Monday, July 11, 2016

DW - Microsoft Modern Data Warehouse in SQL Server 2016

In current era of cloud and data virtualisation, data is coming from every directions which has been put tremendous pressure on the traditional data warehouse. So, we must have to understand the data warehouse to handle the exponentially growing volume of data, the variety of semi-structured and unstructured data types, and the velocity of real-time data processing.  The Microsoft modern data warehouse solution can easily integrate traditional data warehouse with unstructured big data and capable to handle data of all sizes and types, with real-time performance.

Traditional Data Warehouse
The traditional data warehouse acts as a central repository to store all data from transactional systems, ERP, CRM, and LOB applications could be cleansed by ETL process. Now a days, it is under pressure from the growing weight of explosive volumes of data, the expansive variety of data types, and the real-time processing velocity of how data is being used to grow and operate the business.
The traditional data warehouses are based on Symmetric Multi-Processing (SMP) technology which allows adding more capacity involved procuring larger, more powerful hardware and then forklifting the prior data warehouse into it. Whenever theses warehouses approached capacity, its architecture experienced performance issues at a scale where no room to add incremental processor power or enable synchronisation of the cache between processors.

Key trends breaking the traditional data warehouse
There are mainly four key trends in the business environment which are responsible to put tremendous pressure on the traditional data warehouse and these trends are listed below:
  1. Increasing Data Volumes
  2. Real-Time Data
  3. New Data Sources, Data Types
  4. Cloud-Born Data
Increasing Data Volume
The data volumes are exploding, more data has been created in the past five years than in the entire previous history of the human race which is growing faster than ever before and by the year 2020, about 1.7 megabytes of new information will be created every second for every human being on the planet.By 2020, at least a third of all data will pass through the cloud (a network of servers connected over the Internet). As sensors become connected to the internet, the data they generate becomes increasingly important to every aspect of business, transforming old industries into new, relevant entities.
In support of the modern business, the prospect of bigger, more powerful hardware and ever-larger forklift migrations is not a viable return-on-investment scenario.

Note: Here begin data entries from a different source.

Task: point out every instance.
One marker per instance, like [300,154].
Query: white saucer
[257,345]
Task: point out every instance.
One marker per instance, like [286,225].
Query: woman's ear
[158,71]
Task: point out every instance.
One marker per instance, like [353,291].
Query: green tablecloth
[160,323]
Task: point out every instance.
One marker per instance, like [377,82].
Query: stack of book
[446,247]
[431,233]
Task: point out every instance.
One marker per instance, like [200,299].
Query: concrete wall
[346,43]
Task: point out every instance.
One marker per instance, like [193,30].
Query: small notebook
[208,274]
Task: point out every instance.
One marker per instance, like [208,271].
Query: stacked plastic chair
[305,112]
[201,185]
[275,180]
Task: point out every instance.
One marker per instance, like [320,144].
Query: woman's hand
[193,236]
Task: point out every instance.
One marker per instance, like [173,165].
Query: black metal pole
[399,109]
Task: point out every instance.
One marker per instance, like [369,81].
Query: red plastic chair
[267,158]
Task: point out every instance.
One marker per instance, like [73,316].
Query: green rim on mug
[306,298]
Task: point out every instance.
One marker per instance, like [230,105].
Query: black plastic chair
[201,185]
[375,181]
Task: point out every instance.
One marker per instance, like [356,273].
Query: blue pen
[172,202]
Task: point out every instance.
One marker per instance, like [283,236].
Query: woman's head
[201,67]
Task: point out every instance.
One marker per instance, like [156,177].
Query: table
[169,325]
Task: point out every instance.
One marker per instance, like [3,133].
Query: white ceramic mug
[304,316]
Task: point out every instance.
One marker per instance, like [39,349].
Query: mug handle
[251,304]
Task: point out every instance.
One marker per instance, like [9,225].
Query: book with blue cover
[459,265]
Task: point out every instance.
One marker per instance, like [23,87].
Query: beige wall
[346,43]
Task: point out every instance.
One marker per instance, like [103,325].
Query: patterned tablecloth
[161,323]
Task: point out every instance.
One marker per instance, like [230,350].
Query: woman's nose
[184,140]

Enterprises are looking for an alternative to volume growth that does not break the budget.

Real-Time Data (RTD)
The traditional data warehouse was designed to store and analyze historical information on the assumption that data would be captured now and analysed later.
Real-time data (RTD) is information that is delivered immediately after collection. Real-time data is often used for navigation or tracking. The idea of real-time data handling is now popular in new technologies such as those that deliver up-to-the-minute information in convenience apps to mobile devices such as phones, laptops and tablets. Real-time data is enormously valuable in things like traffic GPS systems that show drivers what is going on around them. It is helpful for all sorts of analytics projects and for keeping people informed about their natural environment through the power of instant data delivery.
It is important to note that real-time data does not mean that the data gets to the end user instantly. There may be any number of bottlenecks related to the data collection infrastructure, the bandwidth between various parties, or even just the slowness of the end user's computer.
Companies are using real-time data to change, build, or optimise their businesses as well as to sell, transact, and engage in dynamic, event-driven processes like market trading.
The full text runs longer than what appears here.